The Sarbanes-Oxley Act of 2002 (SOX), enacted in the wake of several high-profile accounting frauds at public companies, implemented a variety of measures designed to protect investors by improving the accuracy and reliability of corporate disclosures made pursuant to the securities laws. Among the reforms adopted by SOX were: (1) a requirement that the chief executive officer (CEO) and chief financial officer (CFO) of each company filing periodic reports under the Securities Exchange Act of 1934 (the Exchange Act) certify the accuracy of the issuer’s financial reports; and (2) a mandate that in the event of “an accounting restatement due to the material noncompliance of the issuer, as a result of misconduct, with any financial reporting requirement under the securities laws,” the CEO and CFO must reimburse the issuer for any incentive- or equity-based compensation they received.
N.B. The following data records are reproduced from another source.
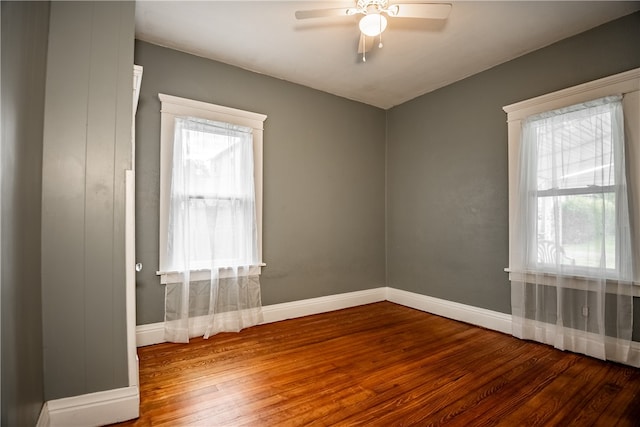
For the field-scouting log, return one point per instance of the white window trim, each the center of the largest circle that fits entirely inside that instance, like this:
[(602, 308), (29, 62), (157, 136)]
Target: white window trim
[(627, 84), (172, 107)]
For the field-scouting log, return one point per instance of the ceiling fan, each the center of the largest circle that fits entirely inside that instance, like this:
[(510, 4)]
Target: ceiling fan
[(374, 19)]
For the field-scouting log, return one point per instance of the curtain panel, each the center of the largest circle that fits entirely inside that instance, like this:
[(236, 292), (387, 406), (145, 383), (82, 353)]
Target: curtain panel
[(571, 255), (212, 230)]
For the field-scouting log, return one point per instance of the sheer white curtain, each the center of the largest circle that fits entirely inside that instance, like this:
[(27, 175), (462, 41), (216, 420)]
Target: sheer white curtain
[(571, 253), (212, 232)]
In SEC v. Jensen, the U.S. Court of Appeals for the Ninth Circuit recently provided needed guidance on the scope of these distinct requirements, adopting an expansive view of liability for CEOs and CFOs under SOX.1

The Certification Requirement

Promulgated pursuant to SOX Section 302, Exchange Act Rule 13a-14 provides that each report filed on Forms 10-Q, 10-K, 20-F or 40-F must include a certification signed by the issuer’s CEO and CFO, “or persons performing similar functions, at the time of the filing of the report.”